From garden to café
The Fetherston family of Packwood were gentleman farmers who were wealthy enough to farm for pleasure as well as income. Our aim at Packwood has been to re-create what was a vital part of the Fetherston family's self-sufficient home here in the 1700s.
Pretty and practical
In the 1700s kitchen gardens weren’t yet the large-scale operations they would become under the Victorians. These gardens were a combination of beauty and commodity, humble in scale but designed to be enjoyed, not hidden from sight. With immaculate pathways, dipping pools and shady benches to sit and relax the Fetherstons would have enjoyed the sights, sounds and smells of their delightful kitchen garden.
Quality over quantity
Kitchen gardens provided abundant resources including less familiar herbs and flowers which grew amongst the vegetables. These herbs and flowers were used as flavourings and dyes, sedatives and disinfectants and also medicine for people and animals alike.

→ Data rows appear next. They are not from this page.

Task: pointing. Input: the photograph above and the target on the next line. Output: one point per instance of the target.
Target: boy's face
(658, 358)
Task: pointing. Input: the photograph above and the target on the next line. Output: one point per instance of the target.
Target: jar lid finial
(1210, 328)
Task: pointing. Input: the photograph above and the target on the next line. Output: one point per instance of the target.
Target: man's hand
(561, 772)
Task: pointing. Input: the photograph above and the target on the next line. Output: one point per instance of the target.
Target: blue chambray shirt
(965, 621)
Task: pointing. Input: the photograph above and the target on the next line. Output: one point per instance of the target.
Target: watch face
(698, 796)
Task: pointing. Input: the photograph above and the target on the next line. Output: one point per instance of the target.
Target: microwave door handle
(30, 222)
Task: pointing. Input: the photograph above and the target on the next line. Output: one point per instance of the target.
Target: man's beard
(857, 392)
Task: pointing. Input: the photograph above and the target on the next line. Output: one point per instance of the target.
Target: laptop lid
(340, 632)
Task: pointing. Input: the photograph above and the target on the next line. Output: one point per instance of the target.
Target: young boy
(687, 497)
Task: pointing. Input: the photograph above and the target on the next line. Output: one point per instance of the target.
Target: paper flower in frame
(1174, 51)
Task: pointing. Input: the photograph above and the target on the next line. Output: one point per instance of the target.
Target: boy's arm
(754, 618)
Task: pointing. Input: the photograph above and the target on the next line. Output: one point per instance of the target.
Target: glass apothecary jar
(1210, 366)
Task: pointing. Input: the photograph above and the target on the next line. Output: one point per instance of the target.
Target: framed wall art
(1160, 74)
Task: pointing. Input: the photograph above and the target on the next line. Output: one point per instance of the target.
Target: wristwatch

More than just a vegetable plot
Taking our inspiration from a survey of the house carried out in 1723 the team at Packwood took the opportunity to regenerate this forgotten area of Packwood’s gardens. We aim to blend traditional practices of producing fresh, home-grown food which is often used in the Garden Kitchen Café with encouraging biodiversity and experimenting with new exotic plants.
Over the last few years the café has used a variety of produce from the garden in lots of delicious recipes. These have included pumpkin cheesecake, blackcurrant coconut slices and rhubarb and almond traybake in the autumn as well as parsnip cake, mulberry cake and plum custard cake in the late summer months.